Qué puedo hacer para evitar que mi jardín se inunde

jardín y charco

Ha sido un otoño y un principio de invierno muy secos, más de lo habitual. Las lluvias se han hecho esperar, y su llegada ha sido una buena noticia para el campo, que andaba bastante necesitado. Y siempre es también una buena noticia para tu jardín, claro. Salvo si cae demasiada agua en poco tiempo, como ha sucedido estas semanas en muchos puntos de España; y previsiblemente ocurrirá todavía más en primavera. No es bueno que el césped, el huerto o las plantas se inunden; cuando llueve abundantemente el agua no se filtra con la suficiente rapidez, arrastra los nutrientes y empobrece la tierra; y si queda estancada durante varios días puede asfixiar e incluso pudrir las raíces, dejando las plantas, los árboles y el césped sin oxígeno y sin capacidad de absorber los nutrientes. La consecuencia es que la planta se deteriora y pueden llegar a morir. Además, el exceso de agua provoca la aparición de hongos perjudiciales, que se encontrarán en su salsa.

Lo primero, como en todo, es la prevención

Recuperar un césped encharcado o una planta moribunda por exceso de agua es complicado. Por eso siempre es mejor prevenir.

-Si aún estás a tiempo, piensa en diseñar tu huerto o jardín con alguna pendiente para conducir el agua a un punto donde no perjudique.

-Si el suelo bajo el césped es de tipo arcilloso y compactado, no tendrá suficiente capacidad para drenarse y el agua se estancará con facilidad; la solución es mezclar la tierra con arena y materia orgánica (compost, turba, etc. y no más de un 5% del volumen de tierra), o un sustrato específico para césped.
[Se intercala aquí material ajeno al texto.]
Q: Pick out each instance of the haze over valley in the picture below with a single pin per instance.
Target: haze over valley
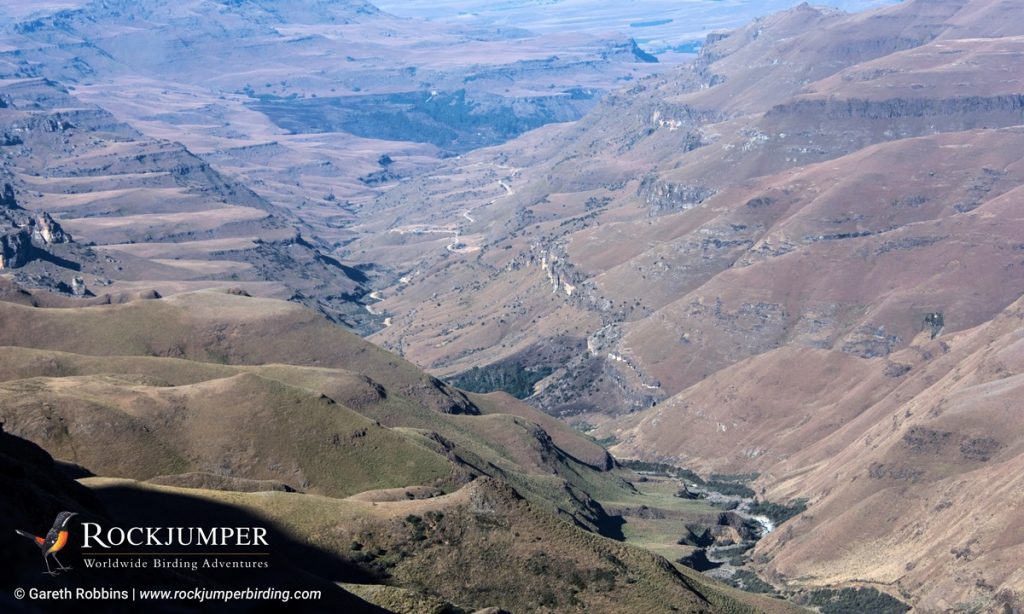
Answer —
(710, 307)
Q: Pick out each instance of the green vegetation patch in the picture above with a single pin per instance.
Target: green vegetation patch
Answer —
(751, 582)
(663, 469)
(729, 488)
(512, 378)
(854, 601)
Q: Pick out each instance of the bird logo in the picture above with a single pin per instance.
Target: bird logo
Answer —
(54, 541)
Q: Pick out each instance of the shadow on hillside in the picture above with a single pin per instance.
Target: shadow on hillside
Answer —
(33, 489)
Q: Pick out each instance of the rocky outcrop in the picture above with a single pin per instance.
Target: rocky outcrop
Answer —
(25, 232)
(663, 198)
(15, 249)
(48, 231)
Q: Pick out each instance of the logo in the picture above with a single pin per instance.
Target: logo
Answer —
(54, 541)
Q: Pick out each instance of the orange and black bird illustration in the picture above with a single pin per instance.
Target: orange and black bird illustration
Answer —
(55, 539)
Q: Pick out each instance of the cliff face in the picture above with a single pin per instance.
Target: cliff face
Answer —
(15, 249)
(25, 232)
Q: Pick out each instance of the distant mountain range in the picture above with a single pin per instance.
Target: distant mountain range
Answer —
(797, 256)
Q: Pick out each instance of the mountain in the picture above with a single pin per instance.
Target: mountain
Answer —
(148, 214)
(787, 257)
(370, 472)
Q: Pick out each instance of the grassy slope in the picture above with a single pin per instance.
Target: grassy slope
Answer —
(480, 546)
(231, 390)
No olvides abrir algunos orificios para ventilar las raíces.

-En el caso de la tierra de cultivo, procura que esté también esponjosa, bien drenada y aireada. La grava y la corteza de pino son un acolchado muy absorbente.

-Evita depresiones y zonas cóncavas en tu jardín. Es donde más se va a acumular el agua anegada. Evita también muros a pie de pendientes que impidan la circulación del agua.

-Tener el césped bien cortado ayuda a evitar acumulaciones de agua.

-Para proteger tus plantas más sensibles de una fuerte tormenta, puedes cubrirlas directamente con plásticos biodegradables. Lo mismo puedes hacer con las partes más dañadas del césped, dejando huecos para que pueda airearse.

-Si la zona donde vives suele sufrir lluvias intensas, elige especies de árboles, arbustos y plantas resistentes al clima y al terreno. El sauce, el olmo, el fresno o el nogal aguantan bien los suelos inundados, así como las calas, los juncos o ciertos tipos de lirios.

El mejor remedio, un buen sistema de drenaje

Si tu jardín se encuentra en una zona urbanizada, lo más probable es que cuente con algún tipo de sistema para drenar el agua.

En caso contrario, montar tu propio sistema de drenaje no es excesivamente complicado. Solo tienes que cavar una serie de canales o zanjas con una ligera pendiente, que partan de las zonas que se inunden habitualmente y terminen en una zona de desagüe. Una vez cavada, añade una cama de grava, coloca sobre ella un tubo de drenaje (con microporos, que dejan pasar el agua pero no la tierra) y cúbrelo con grava y una mezcla de tierra y arena.

Otra solución es hacer un pequeño pozo de drenaje en el área de tu jardín donde más agua se acumula. Cavas el agujero y lo rellenas con una tercera parte de piedras, otro tercio de grava y el resto con arena gruesa, dejando unos 15 centímetros de tierra para plantar el césped. Bastará con un metro de profundidad por medio metro de ancho.